Ainsi, selon des sources sécuritaires, 3 bataillons totalisant près de 2 000 hommes des forces spéciales de l’ANP, ont été dépêchés entre les wilayas d’El Oued et Tébessa, à proximité des frontières tunisiennes, situées à quelque 80 km du gouvernorat de Gafsa (Tunisie). Ce redéploiement inclut un ratissage de toute la région avec une couverture aérienne, où hélicoptères et avions de chasse surveillent tout mouvement suspect afin d’intervenir pour mettre hors d’état de nuire ce groupe de criminels. De leur côté, les Tunisiens ont dépêché des forces spéciales pour empêcher toute incursion sur leur territoire, et ainsi prendre en étau la horde qui n’aura de ce fait aucune issue qui pourrait lui permettre d’échapper à la traque engagée par les forces de sécurité.
Toute la frontière sud-est, englobant un territoire de plusieurs milliers de kilomètres carrés, s’étendant de Tébessa à la wilaya d’El Oued, située plus au sud, en passant par El Houidjbat, Elma Labiod, Bir El Ater, Negrine, Beni Guecha et Debila, est quadrillée par les troupes à la recherche de ce groupe qui ferait partie d’Al Qaïda au Maghreb islamique (Aqmi).
L’analyse de la situation sécuritaire de la région par des experts fait état de renforts, composés de djihadistes chassés de Syrie et d’Irak, qui seraient venus prêter main-forte à cette dernière frange terroriste d’Aqmi, quasi décimée par les forces de sécurité algériennes déployées dans la région.

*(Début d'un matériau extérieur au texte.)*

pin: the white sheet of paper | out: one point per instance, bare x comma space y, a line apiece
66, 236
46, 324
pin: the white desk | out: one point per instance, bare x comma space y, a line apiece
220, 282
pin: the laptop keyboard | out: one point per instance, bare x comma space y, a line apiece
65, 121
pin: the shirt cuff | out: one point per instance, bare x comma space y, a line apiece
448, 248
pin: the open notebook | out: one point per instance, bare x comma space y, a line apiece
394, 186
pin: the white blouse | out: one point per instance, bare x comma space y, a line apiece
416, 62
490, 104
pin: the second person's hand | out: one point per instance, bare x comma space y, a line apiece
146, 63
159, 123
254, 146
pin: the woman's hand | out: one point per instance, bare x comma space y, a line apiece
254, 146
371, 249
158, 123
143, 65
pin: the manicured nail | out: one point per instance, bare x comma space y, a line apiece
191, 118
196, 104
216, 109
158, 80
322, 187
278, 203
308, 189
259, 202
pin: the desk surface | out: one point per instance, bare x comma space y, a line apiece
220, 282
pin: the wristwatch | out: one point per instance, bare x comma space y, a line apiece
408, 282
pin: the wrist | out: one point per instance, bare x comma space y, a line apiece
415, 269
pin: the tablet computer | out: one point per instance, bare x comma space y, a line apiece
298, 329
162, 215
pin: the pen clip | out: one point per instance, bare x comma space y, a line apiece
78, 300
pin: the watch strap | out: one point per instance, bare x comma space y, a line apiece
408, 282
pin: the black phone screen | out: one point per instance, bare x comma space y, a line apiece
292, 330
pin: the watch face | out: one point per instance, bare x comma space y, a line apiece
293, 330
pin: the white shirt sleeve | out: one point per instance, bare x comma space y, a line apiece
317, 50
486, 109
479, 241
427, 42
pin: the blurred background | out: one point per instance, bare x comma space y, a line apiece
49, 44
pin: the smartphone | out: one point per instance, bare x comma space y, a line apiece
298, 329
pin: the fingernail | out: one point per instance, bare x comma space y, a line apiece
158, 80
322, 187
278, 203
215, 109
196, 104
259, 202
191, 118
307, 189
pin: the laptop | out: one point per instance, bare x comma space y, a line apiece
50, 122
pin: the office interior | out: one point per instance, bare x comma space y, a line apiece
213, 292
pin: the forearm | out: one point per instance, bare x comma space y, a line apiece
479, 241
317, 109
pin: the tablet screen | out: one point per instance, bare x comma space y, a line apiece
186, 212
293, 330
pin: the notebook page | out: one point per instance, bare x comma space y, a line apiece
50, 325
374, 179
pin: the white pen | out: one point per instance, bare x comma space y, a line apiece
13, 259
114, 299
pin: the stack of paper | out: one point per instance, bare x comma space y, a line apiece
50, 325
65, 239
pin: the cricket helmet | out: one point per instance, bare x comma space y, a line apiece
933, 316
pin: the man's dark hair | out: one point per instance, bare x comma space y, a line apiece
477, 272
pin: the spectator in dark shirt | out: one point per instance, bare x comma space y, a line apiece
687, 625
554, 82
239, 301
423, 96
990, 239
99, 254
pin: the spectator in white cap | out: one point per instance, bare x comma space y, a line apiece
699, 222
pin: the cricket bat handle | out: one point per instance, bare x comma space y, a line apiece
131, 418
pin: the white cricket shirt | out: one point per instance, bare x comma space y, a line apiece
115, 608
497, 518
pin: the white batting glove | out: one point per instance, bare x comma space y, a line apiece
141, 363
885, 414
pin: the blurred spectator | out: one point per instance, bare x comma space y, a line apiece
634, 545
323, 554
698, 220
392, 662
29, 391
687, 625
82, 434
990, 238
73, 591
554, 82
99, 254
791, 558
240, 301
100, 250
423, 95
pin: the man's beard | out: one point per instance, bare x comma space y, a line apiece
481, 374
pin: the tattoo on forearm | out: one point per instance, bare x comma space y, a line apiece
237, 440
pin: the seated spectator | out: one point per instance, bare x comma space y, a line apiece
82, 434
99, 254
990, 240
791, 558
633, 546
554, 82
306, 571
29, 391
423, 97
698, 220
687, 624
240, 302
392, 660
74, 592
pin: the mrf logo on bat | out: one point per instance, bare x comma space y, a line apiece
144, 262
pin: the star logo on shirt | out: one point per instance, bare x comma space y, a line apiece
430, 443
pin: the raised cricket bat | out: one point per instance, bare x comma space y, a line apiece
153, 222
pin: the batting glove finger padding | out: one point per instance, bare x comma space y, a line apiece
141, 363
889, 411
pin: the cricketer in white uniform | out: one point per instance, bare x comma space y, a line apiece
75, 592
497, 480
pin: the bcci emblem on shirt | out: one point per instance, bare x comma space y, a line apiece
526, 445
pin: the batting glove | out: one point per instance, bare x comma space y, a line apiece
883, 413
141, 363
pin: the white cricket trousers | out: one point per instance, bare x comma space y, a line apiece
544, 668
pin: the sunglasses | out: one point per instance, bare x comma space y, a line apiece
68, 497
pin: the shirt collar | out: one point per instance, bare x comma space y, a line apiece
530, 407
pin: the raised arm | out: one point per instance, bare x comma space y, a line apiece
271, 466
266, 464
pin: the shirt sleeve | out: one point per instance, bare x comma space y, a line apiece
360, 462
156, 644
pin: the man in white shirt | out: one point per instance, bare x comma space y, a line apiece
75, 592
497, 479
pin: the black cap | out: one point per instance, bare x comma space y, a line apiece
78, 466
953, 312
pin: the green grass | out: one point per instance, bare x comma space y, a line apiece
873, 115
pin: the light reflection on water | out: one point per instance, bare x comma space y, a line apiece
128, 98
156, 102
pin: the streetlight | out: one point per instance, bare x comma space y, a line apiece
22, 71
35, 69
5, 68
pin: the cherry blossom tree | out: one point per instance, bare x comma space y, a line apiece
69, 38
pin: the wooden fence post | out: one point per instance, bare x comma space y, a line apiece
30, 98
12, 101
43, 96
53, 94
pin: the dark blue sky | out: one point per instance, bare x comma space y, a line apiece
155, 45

Ce vaste territoire semi-désertique et accidenté constitue pour les terroristes une sorte de sanctuaire et une base de repli, avec des caches d’armes, de munitions et de provisions, à partir de laquelle ils peuvent planifier leurs attentats dans le but de déstabiliser toute la région. La réaction de l’état-major de l’ANP a été très rapide et il est très probable, au vu des moyens déployés, que ce groupe soit anéanti très prochainement.